To investigate in more detail how the emotion-inference goal may moderate facial mimicry, we examined changes in the EMG signals over time. Fig 4 shows the time course of EMG signals of the two types of muscle (targeted vs. non-targeted) under the two conditions. In the Emotion-Inference condition, differences in EMG activities between the two types of muscle started to emerge at about 500ms after the onset of morphs. In contrast, the activity of the targeted muscles in the Passive condition remained indistinguishable from the activity of the non-targeted muscles. This indicates that, when participants were instructed to infer the target’s emotion, facial mimicry measured as muscular EMG activity emerged rapidly, immediately after the stimulus (morphing) onset.

Download:

Fig 4.

Time course of EMG activity of targeted and non-targeted muscles from morphing onset in (a) the Emotion-Inference condition and (b) the Passive condition. The horizontal axis shows time elapsed from morphing onset (in milliseconds), and the vertical axis shows z-score of EMG amplitude for each muscle type. Error bars represent standard error of the mean at each time point.

https://doi.org/10.1371/journal.pone.0153128.g004

Study 2

We conducted Study 2 to further test the validity of the moderation effect of goal-setting on facial mimicry as observed in Study 1, with some methodological modifications. The first modification in Study 2 was the use of the Facial Action Coding System (FACS) to assess the facial expressions displayed by participants in response to stimuli. While the EMG measurements used in Study 1 are known to be a sensitive method of detecting both visible and invisible muscular activity, EMG signals may also include noise from body movements irrelevant to emotional expression (e.g., eye blinks, yawns, etc.). Indeed, given the potential for noise in the data, the number of trials per emotion used in Study 1 was relatively low compared to typical EMG emotion research [9, 18, 19], although we have addressed this problem statistically by using a multi-level model that fully captured the nested structure of the data set. Because FACS is a method to specifically code visible facial muscular movements, it allows us to accurately evaluate facial activity with less noise than EMG, as well as to examine whether the goal-dependent moderation of mimicry is evoked in externally visible facial reactions.
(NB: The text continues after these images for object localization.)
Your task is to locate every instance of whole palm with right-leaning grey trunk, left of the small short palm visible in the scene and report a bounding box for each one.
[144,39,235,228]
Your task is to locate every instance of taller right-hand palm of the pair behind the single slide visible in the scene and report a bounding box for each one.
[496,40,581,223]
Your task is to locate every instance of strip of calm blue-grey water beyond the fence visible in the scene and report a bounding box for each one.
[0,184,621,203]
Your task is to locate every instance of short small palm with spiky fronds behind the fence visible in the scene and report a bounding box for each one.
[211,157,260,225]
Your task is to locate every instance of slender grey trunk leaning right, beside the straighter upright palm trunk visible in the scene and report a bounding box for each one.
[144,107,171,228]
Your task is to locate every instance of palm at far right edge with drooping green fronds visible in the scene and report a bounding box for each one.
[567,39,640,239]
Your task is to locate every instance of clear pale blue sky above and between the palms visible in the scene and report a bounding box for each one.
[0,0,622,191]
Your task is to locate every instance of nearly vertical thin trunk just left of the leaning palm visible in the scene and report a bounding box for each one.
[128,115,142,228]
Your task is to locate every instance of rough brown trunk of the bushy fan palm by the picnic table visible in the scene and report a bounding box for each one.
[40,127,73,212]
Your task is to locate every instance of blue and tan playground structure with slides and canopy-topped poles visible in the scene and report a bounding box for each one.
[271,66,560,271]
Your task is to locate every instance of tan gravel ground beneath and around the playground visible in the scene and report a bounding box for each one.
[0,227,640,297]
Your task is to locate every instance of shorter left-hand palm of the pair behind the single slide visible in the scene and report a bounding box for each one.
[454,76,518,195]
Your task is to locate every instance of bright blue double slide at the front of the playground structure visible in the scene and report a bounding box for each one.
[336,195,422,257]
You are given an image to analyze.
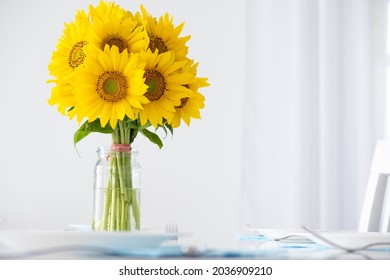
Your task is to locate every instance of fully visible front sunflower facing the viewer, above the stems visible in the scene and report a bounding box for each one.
[73,46,149,128]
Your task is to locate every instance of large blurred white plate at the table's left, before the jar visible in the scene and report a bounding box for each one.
[0,230,175,252]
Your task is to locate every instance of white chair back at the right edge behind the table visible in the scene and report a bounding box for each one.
[359,140,390,232]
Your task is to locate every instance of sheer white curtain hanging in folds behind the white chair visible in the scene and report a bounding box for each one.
[241,0,386,229]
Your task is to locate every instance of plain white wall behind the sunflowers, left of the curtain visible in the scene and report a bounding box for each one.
[0,0,245,236]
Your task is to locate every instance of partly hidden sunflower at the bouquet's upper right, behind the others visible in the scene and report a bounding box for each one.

Furthermore, we could not completely dismiss the possibility that the effects of the goal-related instructions in Study 1 were merely caused by differences in participants’ levels of concentration between passively viewing morphs and being asked to actively attend to the target’s face, rather than the motivation to infer the target’s emotion. In other words, it is possible that the participants in the Passive condition who received no specific instruction may simply have been less engaged in the task compared with participants in the Emotion-Inference condition. To address this potential problem, the second modification in Study 2 was to ask participants to respond to questions about the facial morph stimuli in both the experimental and control conditions. For the control, we asked participants to reply to questions about external traits that were irrelevant to emotional inference (i.e., age, gender, body shape, and ethnicity) but required the same level of concentration, to ensure that they were given similar motivation to engage in the task.